Lucene is a text indexing library and doesn’t support any of the above natively. So, instead given a polygon, a prefix tree is used to calculate which tree nodes the polygon covers. The node paths become simple Sting terms and this is something that Lucene does know how to handle. At query time, whatever shape you are querying for is treated the same and you end up with a terms based query internally. From there on it is business as usual for Lucene. Documents have terms, queries have terms and Lucene is really good at figuring out which documents match which terms.
The problem with this is accuracy and index size. It took a bit of fiddling and asking around on the elastic search mailing list to figure out that spatial search has been a bit of a work in progress recently. To summarize: elastic search has spatial search. The version of elastic search that is about to be released as 0.90 very soon has a vastly improved version of that functionality that works a bit differently than currently documented for the old version. Accuracy depends on the prefix path length. The length of this path is controlled using the tree-levels setting. The more levels, the longer the path is, and the more of the coordinate’s bits are encoded and the more accurate things get. More accurate also means more terms and this is why configuring tree-leves is very important.
You need to trade off accuracy against index size. In my test, I’ve experimented with a few different settings. In the end I used the quad tree implementation with a tree_levels setting of 20 and ended up with an index size of only 11GB. Decent accuracy translates into about 50-100 meter, which for my use case is good enough. Increasing the tree_levels beyond this is possible and would get the accuracy down to a few meters or even better. But that would really bloat the index size. It only takes a few extra levels to get to a terabyte for the same amount of data. If you’d want millimeter accuracy, you’d probably have to bump the levels quite a bit more than that. Elastic search might still be able to do that with a sufficiently large cluster but indexing speed and query execution time would really suffer. In any case, my laptop doesn’t have a TB of disk and life is to short for this.

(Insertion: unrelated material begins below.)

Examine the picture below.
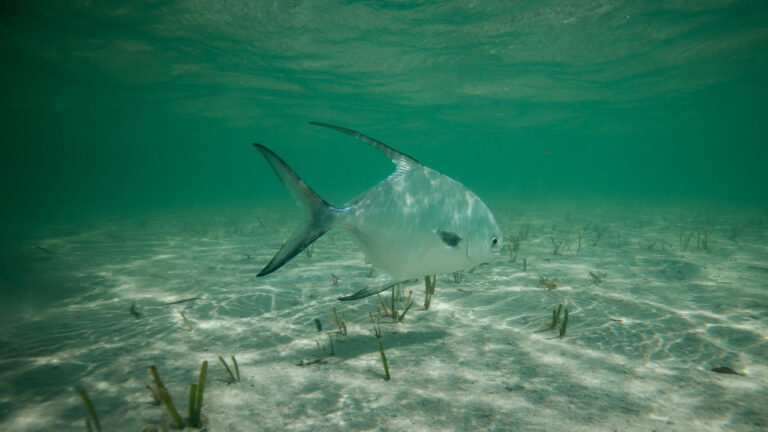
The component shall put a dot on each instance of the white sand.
(637, 355)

Finally, I ran some queries to validate accuracy and speed. I used a polygon representing a circular area of 50m radius and created a few queries in different places and ran them. They all came backin 20-30 ms with sensible results. That is pretty good. I actually ran a few queries while it was still indexing and the response times were similarly fast. Not bad for a cold index that is still ingesting data at a rate well beyond what the likes of e.g. mysql would be able to handle. While at Nokia, we spend a few months abusing mysql as a key value store and this is a big reason we are not going anywhere near it in LocalStre.am. It just doesn’t scale.
This little experiment made me pretty happy today. It provides some validation of our choice to use Elastic Search as a spatial search engine and key value store. Having one solution for this means I won’t lose any sleep trying to keep two systems in sync. I can simply add data and a second later it will be available for search and my cluster will handle read and write traffic at the same time. Those are non trivial things with other solutions. I was expecting serious query execution delays while it was indexing. In fact it made no measurable impact on the response times and it seems to handle large amounts of data without breaking a sweat. That is nice to know. Add to this the sharding and replication capabilities and you have a combination that is pretty damn good for what we are planning to do.
I love it when a plan comes together.